Charcot est à peine évoqué sinon pour son ingratitude envers sa fidèle Geneviève et son insensibilité face à ses cobayes féminins, alors que ses études cliniques ont permis de découvrir que l’hystérie n’était pas l’apanage des femmes.

- Des personnages sans épaisseur traversent le récit comme Joseph Babinski ou Georges Gilles de la Tourette (scientifiques de renom et collaborateurs de l’école de la Salpêtrière) mais ils ne sont présentés  là que comme des expérimentateurs sans âme.
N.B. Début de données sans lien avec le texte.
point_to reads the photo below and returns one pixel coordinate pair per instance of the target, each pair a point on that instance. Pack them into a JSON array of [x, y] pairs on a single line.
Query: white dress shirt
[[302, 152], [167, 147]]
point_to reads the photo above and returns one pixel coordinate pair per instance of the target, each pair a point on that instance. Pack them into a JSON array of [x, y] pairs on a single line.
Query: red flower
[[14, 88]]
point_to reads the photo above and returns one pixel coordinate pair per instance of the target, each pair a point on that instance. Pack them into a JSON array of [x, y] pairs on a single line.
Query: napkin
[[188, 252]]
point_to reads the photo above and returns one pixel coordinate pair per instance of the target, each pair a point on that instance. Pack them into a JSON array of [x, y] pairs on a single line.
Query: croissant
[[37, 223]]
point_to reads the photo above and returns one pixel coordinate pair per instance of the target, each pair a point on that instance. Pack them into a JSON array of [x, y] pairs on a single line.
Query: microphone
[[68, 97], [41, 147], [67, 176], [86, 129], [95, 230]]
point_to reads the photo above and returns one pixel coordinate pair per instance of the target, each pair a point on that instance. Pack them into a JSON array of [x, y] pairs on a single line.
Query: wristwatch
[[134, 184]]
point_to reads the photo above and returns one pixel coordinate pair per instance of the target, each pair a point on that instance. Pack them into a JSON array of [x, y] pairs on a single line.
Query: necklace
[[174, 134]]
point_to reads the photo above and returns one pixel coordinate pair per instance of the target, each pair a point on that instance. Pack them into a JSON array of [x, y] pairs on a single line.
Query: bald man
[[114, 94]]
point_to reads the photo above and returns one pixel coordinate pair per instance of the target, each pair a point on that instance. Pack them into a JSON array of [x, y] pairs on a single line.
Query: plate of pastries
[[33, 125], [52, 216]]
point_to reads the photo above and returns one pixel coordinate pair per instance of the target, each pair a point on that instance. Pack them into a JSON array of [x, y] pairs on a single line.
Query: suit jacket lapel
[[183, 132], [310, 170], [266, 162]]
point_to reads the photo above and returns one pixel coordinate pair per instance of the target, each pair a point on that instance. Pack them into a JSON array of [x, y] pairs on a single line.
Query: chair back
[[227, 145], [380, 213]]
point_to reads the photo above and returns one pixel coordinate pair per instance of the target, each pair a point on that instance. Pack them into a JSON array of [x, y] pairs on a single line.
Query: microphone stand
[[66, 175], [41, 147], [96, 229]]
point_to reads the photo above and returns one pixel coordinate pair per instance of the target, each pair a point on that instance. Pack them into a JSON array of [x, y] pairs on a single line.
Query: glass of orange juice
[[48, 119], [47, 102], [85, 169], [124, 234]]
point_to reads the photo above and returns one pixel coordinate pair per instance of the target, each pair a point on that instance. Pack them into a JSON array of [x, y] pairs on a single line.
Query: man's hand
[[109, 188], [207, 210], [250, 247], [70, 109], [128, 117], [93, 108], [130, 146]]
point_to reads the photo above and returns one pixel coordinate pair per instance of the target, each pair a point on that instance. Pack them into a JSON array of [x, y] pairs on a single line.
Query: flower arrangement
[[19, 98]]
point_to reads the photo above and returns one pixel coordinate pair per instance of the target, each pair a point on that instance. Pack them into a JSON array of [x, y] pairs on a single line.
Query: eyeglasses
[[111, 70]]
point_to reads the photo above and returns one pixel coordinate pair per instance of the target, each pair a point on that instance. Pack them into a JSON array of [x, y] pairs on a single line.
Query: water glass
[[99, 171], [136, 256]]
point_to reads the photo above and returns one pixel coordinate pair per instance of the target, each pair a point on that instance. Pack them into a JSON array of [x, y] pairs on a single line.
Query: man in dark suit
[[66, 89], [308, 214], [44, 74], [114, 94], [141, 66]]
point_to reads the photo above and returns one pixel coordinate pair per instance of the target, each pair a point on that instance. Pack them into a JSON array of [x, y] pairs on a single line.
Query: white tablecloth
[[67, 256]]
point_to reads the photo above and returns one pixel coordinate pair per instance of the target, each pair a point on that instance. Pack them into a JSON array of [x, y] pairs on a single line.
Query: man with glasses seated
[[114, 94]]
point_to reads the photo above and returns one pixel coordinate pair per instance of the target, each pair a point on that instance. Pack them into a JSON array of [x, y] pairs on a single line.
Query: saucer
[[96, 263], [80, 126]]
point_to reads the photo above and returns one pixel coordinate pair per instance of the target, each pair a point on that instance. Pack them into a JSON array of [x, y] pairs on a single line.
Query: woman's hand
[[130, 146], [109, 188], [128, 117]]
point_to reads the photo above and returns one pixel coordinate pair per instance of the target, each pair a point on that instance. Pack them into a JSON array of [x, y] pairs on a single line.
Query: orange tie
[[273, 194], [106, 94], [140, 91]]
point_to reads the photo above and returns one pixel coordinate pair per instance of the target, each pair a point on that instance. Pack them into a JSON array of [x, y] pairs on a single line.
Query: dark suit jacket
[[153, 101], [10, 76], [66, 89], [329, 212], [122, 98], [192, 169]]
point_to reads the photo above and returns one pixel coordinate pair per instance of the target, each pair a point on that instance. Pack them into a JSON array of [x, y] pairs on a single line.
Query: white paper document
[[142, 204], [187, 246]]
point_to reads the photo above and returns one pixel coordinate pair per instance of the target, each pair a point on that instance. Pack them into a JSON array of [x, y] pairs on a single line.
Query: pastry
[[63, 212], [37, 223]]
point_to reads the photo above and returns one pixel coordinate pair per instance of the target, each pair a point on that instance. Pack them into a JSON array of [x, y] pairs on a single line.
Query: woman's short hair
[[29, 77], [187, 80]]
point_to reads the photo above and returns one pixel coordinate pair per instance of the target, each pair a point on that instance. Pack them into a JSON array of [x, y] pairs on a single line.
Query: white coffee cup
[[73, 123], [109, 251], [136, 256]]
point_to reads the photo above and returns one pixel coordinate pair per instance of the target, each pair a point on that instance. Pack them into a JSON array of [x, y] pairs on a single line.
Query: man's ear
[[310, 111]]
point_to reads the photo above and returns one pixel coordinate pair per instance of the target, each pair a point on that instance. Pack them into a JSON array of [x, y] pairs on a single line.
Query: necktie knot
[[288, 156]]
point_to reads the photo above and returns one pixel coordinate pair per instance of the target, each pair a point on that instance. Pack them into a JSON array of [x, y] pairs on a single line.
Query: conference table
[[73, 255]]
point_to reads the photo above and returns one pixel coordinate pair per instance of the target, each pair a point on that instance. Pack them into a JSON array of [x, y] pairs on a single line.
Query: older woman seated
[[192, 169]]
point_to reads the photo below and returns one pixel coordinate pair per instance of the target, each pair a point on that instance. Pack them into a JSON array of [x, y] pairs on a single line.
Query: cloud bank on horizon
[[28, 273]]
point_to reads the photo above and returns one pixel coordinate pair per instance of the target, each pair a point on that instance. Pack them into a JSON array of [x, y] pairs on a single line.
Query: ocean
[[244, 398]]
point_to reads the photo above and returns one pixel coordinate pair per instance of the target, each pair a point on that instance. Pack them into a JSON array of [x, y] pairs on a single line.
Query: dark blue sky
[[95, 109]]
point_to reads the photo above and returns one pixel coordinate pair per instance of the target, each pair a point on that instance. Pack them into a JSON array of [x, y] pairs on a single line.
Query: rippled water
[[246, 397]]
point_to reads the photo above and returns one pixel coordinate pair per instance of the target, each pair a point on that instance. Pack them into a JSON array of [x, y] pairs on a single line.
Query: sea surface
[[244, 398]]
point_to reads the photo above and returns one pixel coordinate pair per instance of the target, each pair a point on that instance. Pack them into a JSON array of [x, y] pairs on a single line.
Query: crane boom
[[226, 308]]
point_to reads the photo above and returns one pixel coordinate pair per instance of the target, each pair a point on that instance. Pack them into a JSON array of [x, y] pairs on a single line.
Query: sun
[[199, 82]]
Quant à Jane Avril, l’égérie de Toulouse-Lautrec qui fut guérie par Charcot après deux ans d’internement, l’auteur se garde bien d’insister sur son cas qui pourrait nuire à sa démonstration systématiquement orientée.

Encore un mot...

On pouvait dire… Oh ! Dieu… bien des choses en somme … Le sujet s’y prêtait…Mais non, ce sera Femmes donc Victimes, forcément Victimes ! 

Une phrase

PP. 102 et 103, Victoria Mas décrit l’évolution des fonctions de la Salpêtrière qui abrita « d’abord les pauvres, les mendiantes, les vagabondes, les clochardes (…) Vinrent ensuite les inévitables folles, les séniles et les violentes, les délirantes et les idiotes (…) Entre l’asile et la prison, on mettait à la Salpetrière ce que Paris ne savait pas gérer : les malades et les femmes. (…) Et, avec l’arrivée de Charcot au milieu du siècle, la pratique de l’hypnose devint la nouvelle tendance médicale ; les cours publics du vendredi volaient la vedette aux pièces de boulevard (…) Les folles n’effrayaient plus, elles fascinaient. »

L'auteur

Née en 1987, Victoria Mas est la  fille de Jeanne Mas, chanteuse qui connut le succès dans les années 85/90. Déjà couronné par le Prix Première Plume, le Prix Stanislas et le Prix du meilleur premier roman de la rentrée, "Le bal des folles" est en lice pour le Prix du premier roman, le Prix Femina et le Prix Renaudot.

Commentaires

Leveugle Dominique
ven 03/07/2020 - 00:09

Grosse déception. L'écriture n'est pas fluide malgré quelques bons passages. La fin de ce roman me laisse sur ma faim pourtant le sujet est intéressant mais mal exploité. Je suis étonnée que de roman ait eu tant de prix.

jeanne maciejewski
jeu 05/11/2020 - 14:18

Ce roman m'a transporté vers un monde inconnu. J'ai adhéré de suite aux personnages attachants, fragiles mais forts aussi parfois, ces femmes toujours manipulées et automatiquement systématiquement inférieures par leur sexe.
Les femmes ont-elles un cerveau ? Peuvent elles réfléchir ? Avoir des idées ?
Le texte est fluide, sans ennui (quoique quelquefois les rues sous la pluie et dans la froidure soient un peu répétitives), l' autorité toute-puissante des Charcot et cie m' a dérangée, mais en cette époque c'était la norme ! hélas.
J'ai appris par ce roman inspiré de faits réels. Je recommanderai ce roman à mes copines et amies.